1. Find the tangent vector

Dear MHF members,

I have the following problem.

Problem. Let the curve (ellipse) $\alpha$ be the intersection of the surfaces $x^{2}+2y^{2}+4z^{2}=10$ and $x-2y=0$. Find the tangent vector of $\alpha$ at the point $(2,1,-1)$.

I was just trying to find the direction of the tangent vector. I tried to find it by using the cross product of the gradients of the surfaces at the given point (as this vector should be in the same direction with the tangent vector), and get the result $(-16,-8,-12)$. But when I try to solve it by using the derivative of the parametric form of the curve at the given point, I get a different result, which is $(2\sqrt{2/3},\sqrt{2/3},\sqrt{3/2})$. Up to me, both of these results should be the same direction. Please help me.

Thanks a lot.
bkarpuz

2. Re: Find the tangent vector

Originally Posted by bkarpuz
Dear MHF members,

I have the following problem.

Problem. Let the curve (ellipse) $\alpha$ be the intersection of the surfaces $x^{2}+2y^{2}+4z^{2}=10$ and $x-2y=0$. Find the tangent vector of $\alpha$ at the point $(2,1,-1)$.

I was just trying to find the direction of the tangent vector. I tried to find it by using the cross product of the gradients of the surfaces at the given point (as this vector should be in the same direction with the tangent vector), and get the result $(-16,-8,-12)$. But when I try to solve it by using the derivative of the parametric form of the curve at the given point, I get a different result, which is $(2\sqrt{2/3},\sqrt{2/3},\sqrt{3/2})$. Up to me, both of these results should be the same. Please help me.

Thanks a lot.
bkarpuz
1. Both vectors are collinear:

Since $\frac23 \cdot \frac94 = \frac32$ you can re-write $\sqrt{\frac32}=\sqrt{\frac23 \cdot \frac94} = \frac32 \cdot \sqrt{\frac23}$

2. Extract the factor (-8) from the 1st vector. You'll get: $\langle 2,1,\frac32 \rangle$

Extract the factor $\sqrt{\frac23}$ from the 2nd vector and you'll get: $\langle 2,1,\frac32 \rangle$

Thus both vectors have the same direction.
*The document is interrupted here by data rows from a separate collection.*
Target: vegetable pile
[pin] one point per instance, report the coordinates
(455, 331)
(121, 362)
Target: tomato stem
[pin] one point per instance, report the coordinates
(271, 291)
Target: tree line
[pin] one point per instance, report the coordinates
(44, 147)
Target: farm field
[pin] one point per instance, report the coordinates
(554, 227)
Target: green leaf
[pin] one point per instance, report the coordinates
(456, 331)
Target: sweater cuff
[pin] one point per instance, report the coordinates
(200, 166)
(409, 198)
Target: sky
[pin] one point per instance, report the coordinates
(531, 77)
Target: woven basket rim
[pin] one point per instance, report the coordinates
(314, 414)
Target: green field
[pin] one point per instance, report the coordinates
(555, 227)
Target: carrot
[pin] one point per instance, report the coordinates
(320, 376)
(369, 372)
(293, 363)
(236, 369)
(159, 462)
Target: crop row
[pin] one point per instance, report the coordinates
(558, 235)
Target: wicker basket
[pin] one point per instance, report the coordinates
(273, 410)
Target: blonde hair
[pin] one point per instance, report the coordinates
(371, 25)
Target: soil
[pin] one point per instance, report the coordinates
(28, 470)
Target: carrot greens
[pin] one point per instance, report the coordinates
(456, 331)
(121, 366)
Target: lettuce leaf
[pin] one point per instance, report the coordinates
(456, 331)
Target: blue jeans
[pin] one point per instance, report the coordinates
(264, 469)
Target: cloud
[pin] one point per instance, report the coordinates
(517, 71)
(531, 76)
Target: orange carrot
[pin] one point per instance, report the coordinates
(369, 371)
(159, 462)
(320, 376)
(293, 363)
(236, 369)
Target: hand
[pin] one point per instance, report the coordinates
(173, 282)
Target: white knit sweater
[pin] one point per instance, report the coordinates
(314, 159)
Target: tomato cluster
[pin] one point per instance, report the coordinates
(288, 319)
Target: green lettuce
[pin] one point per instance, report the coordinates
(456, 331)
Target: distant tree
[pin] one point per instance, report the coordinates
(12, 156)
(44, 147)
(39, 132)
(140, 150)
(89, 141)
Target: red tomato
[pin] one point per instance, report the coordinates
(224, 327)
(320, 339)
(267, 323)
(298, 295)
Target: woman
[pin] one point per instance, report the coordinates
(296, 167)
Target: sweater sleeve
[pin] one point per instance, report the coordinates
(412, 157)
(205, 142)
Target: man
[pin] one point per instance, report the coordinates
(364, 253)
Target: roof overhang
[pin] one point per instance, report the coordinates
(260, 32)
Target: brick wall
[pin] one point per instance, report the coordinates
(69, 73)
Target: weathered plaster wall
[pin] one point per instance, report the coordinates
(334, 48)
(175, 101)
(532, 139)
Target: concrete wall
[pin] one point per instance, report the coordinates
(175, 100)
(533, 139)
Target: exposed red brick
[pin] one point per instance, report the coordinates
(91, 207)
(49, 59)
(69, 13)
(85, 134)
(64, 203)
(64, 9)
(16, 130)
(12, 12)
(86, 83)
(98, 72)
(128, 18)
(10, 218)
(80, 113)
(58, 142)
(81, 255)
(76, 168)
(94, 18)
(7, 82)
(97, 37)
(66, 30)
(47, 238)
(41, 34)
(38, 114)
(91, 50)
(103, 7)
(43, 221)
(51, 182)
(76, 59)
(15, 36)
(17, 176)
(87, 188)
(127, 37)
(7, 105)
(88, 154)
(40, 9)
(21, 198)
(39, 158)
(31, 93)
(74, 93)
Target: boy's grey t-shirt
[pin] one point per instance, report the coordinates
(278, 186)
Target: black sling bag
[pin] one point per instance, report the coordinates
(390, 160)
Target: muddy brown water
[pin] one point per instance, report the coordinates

3. Re: Find the tangent vector

Originally Posted by earboth
1. Both vectors are collinear:

Since $\frac23 \cdot \frac94 = \frac32$ you can re-write $\sqrt{\frac32}=\sqrt{\frac23 \cdot \frac94} = \frac32 \cdot \sqrt{\frac23}$

2. Extract the factor (-8) from the 1st vector. You'll get: $\langle 2,1,\frac32 \rangle$

Extract the factor $\sqrt{\frac23}$ from the 2nd vector and you'll get: $\langle 2,1,\frac32 \rangle$

Thus both vectors have the same direction.
Thank you earboth, so my result is right. The book says $(2,3,3)$ for the answer. But it is obviously wrong.